Madrid, eres preciosa.

Nos conocimos un verano del 2009, y puede decirse que fue amor a primera vista. Tu tan señorial y yo tan amante de lo clásico, lo nuestro estaba predestinado.

Siempre he creído que viajar es mágico y tener la suerte de haberte podido visitar tres veces es una bendición. Hace unos días hablaba con una de mis amigas del alma sobre la belleza de conocerse a uno mismo viajando y me puse a pensar sobre como te conocí.

Te vi por primera vez con 11 añitos, con miles de ganas e ilusión por descubrirte y muchos aires de turista (lo confieso, me compré el típico bolso feo que pone: MADRID). Pero aún así pude enamorarme del Retiro, admirar la grandeza del Palacio Real, visitar y comer en el exquisito Museo del Traje y descubrir, junto a mi madre, el indescriptiblemente sublime Jardín de las delicias de Bosco. Estuve también en las recién construidas cuatro torres y Madrid me pareció una ciudad fascinante.

Sabía que volvería y sabía que volveríamos a encontrarnos. Pero nunca imaginé que nuestra segunda rencontre iba a ser tan especial. Había conocido a Paula (en un viaje de estudios a Malta) y nos habíamos prometido volver a vernos. Ella vino a Barcelona y más tarde (tras rogar un poquitín a mis padres que me dejaran ir) la visité y te volví a descubrir.
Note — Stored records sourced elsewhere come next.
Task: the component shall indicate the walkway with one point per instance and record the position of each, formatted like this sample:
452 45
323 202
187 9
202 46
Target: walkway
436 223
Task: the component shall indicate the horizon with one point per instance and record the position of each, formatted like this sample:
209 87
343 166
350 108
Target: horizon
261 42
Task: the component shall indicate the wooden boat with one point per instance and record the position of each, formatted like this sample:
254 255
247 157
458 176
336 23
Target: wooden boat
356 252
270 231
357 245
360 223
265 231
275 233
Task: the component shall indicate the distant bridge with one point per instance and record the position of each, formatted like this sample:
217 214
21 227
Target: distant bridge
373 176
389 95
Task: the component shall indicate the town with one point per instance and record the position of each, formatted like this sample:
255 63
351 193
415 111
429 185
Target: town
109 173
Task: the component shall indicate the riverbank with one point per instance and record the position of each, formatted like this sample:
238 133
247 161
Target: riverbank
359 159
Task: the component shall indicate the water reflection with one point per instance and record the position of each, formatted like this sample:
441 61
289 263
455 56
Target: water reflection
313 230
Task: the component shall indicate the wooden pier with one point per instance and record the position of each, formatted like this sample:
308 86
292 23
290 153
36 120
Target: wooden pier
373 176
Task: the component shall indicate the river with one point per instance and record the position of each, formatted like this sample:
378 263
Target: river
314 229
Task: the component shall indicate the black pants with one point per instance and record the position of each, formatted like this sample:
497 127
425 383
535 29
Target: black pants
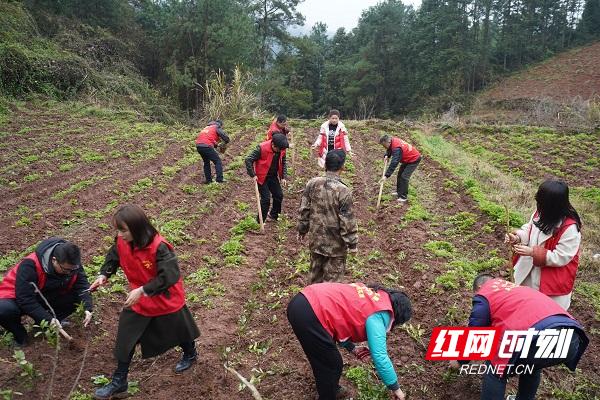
271 186
318 345
404 174
494 387
189 349
10 314
209 154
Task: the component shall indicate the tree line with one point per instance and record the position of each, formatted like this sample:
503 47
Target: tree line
397 60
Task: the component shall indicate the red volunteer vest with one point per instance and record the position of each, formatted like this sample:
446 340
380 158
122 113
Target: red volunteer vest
262 165
514 307
343 309
274 128
139 266
409 152
338 142
208 136
7 287
557 281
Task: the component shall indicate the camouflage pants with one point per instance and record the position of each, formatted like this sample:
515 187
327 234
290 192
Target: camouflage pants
326 269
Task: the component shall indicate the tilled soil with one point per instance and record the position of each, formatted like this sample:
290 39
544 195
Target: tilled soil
245 325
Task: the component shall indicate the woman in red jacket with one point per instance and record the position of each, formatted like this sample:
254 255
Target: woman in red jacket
154 314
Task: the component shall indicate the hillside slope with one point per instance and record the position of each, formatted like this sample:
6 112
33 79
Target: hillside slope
561 91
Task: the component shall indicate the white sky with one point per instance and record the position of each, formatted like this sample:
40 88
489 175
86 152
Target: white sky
337 13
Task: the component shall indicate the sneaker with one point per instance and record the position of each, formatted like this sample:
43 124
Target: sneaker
341 393
186 362
116 389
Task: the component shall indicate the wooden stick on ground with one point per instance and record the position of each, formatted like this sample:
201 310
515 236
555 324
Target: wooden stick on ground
60 330
260 220
250 386
382 182
510 253
293 147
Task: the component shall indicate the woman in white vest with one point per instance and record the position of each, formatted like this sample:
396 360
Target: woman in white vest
332 136
547 247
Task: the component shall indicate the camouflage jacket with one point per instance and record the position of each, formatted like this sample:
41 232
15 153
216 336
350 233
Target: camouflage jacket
326 214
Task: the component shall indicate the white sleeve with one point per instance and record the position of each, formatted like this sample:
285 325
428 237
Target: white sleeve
523 232
317 142
566 249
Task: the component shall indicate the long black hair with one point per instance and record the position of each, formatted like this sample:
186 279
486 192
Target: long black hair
400 304
553 205
132 217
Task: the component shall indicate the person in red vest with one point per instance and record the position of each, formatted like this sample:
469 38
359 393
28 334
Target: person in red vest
267 165
278 125
155 314
502 304
206 142
332 136
400 152
547 247
325 314
54 268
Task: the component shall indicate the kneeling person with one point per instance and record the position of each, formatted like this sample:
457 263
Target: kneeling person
55 270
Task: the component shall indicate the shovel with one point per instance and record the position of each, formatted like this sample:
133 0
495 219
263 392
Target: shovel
262 224
382 182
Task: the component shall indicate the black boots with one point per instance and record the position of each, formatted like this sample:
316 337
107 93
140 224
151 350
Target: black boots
186 361
116 389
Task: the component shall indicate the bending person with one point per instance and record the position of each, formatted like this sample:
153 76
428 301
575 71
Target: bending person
324 314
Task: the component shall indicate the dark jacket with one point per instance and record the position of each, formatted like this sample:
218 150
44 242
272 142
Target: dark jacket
255 156
222 135
32 304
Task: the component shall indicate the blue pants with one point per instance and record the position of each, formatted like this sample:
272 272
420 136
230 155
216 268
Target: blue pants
494 387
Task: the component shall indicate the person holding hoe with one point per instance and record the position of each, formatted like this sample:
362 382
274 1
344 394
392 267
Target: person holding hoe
267 165
400 152
207 141
332 136
326 214
51 273
154 314
547 247
325 314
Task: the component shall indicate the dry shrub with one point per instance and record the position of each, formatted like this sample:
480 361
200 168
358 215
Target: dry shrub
230 100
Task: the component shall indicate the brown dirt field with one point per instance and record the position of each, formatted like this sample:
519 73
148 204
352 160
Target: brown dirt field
257 292
571 74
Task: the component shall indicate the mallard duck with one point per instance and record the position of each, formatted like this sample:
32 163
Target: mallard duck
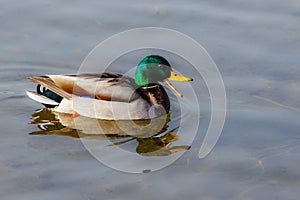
110 96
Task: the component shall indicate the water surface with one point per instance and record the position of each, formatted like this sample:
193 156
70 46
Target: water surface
256 46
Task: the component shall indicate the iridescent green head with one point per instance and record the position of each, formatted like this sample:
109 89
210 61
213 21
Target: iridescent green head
154 69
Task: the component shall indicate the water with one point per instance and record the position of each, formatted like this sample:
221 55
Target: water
256 46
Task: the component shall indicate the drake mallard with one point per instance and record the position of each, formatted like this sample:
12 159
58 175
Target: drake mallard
110 96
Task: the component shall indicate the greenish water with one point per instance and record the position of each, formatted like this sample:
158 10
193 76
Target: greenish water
256 46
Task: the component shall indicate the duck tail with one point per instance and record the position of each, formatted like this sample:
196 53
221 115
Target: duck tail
51 86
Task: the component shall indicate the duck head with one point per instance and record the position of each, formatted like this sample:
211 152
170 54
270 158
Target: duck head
154 69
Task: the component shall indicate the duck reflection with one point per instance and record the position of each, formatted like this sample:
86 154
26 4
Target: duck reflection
153 136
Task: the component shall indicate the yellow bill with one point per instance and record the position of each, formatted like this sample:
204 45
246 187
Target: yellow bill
176 77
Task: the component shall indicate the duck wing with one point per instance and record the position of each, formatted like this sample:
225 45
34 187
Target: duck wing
102 86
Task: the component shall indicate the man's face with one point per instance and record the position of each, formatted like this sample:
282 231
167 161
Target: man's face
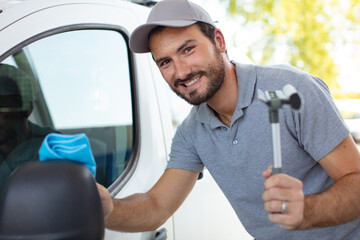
189 62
Este segundo contacto duró tres días, al igual que el primero y el último.En ese momento era una estudiante de bachillerato inquieta y muy amante de los viajes (y eso no ha cambiado), que aprovechaba cada instante para soñar despierta y tenía mil sitios por visitar en su bucket list (eso tampoco ha cambiado). Este viaje fue el preludio de lo que serían todos los siguientes: aproveché cada momento y exprimí hasta el último segundo. Durante esos días alquilamos unas bicis y pedaleamos por todo Madrid, sin dejarnos ningún must de la ciudad. Y ya la empecé a sentir como mía.
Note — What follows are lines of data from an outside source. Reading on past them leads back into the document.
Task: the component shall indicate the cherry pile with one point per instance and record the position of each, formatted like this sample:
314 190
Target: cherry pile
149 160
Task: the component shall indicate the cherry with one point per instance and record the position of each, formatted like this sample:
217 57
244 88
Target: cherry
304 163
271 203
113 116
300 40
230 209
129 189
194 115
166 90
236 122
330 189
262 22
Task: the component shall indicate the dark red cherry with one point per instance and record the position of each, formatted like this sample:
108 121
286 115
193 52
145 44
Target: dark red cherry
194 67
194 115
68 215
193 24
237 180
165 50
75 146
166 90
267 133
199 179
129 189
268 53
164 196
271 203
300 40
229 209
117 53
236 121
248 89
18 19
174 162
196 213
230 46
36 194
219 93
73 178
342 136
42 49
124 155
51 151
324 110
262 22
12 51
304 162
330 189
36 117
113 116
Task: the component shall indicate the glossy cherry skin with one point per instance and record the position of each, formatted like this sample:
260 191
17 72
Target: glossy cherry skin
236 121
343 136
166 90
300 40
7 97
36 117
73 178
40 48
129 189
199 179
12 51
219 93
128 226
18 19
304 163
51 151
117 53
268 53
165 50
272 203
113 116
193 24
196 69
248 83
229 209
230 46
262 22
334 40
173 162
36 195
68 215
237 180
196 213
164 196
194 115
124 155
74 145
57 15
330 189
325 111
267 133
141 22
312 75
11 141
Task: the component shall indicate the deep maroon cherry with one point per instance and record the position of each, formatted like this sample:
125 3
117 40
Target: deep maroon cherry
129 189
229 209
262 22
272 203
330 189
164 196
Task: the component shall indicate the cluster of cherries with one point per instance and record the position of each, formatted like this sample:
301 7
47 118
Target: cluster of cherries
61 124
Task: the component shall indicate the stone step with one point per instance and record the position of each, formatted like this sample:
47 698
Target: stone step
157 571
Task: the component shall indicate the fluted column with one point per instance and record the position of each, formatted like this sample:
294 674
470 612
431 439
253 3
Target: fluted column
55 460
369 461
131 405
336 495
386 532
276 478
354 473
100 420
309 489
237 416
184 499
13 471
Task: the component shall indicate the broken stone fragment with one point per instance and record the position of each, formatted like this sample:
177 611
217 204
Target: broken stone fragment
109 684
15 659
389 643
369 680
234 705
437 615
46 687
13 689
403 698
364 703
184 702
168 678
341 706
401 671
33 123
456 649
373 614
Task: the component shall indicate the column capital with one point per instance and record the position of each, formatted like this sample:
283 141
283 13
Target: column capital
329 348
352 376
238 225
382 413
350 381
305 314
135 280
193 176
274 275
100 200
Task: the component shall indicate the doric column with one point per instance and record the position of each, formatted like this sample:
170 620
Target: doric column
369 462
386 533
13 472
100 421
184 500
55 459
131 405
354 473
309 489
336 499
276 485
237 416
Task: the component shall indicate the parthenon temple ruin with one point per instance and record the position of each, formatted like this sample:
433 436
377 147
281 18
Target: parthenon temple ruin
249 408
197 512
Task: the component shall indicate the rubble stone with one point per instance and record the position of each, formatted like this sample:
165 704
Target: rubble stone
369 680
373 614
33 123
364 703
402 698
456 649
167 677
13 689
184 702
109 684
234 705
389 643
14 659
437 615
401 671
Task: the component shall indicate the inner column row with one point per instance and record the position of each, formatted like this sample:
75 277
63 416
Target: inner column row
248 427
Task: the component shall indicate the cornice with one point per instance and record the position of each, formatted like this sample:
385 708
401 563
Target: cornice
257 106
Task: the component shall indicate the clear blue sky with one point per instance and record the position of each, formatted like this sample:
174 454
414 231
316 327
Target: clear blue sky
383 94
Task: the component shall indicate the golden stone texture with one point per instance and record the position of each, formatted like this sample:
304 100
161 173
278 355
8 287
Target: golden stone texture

Pero esta última vez ha sido aún más especial. He vivido en la ciudad cómo si fuera una madrileña más, o así lo he creído al degustar, junto a Paula, un Albariño en el mercado de San Miguel. No hemos parado de visitar los tesoros de la capital. Y me he enamorado de la gente, porque una ciudad no es sólo los edificios ni los planes por hacer, una ciudad es sus habitantes. Madrid respira cultura, arte y  literatura. Madrid es pura poesía. Ojalá pudiera perderme con más frecuencia por el barrio de las letras o degustar unas ostras en Malasaña mientras Bécquer y el Escorial forman parte de nuestra conversación. Ojalá siempre tuviera que hacer cola para entrar a un museo.

Somos lo que hacemos y cuando visitamos lugares desconocidos, esta teoría se lleva inevitablemente a la práctica. Me gusta sacarle jugo a todos y cada uno de los minutos de mi vida, y así lo hago también cuando viajo.

Muchos besos personas bellas. Y que nunca nadie os diga que vuestros sueños no son válidos.

Este post es para ti, Paula. Gracias por tanto, especialmente por ser la principal culpable de que adore Madrid.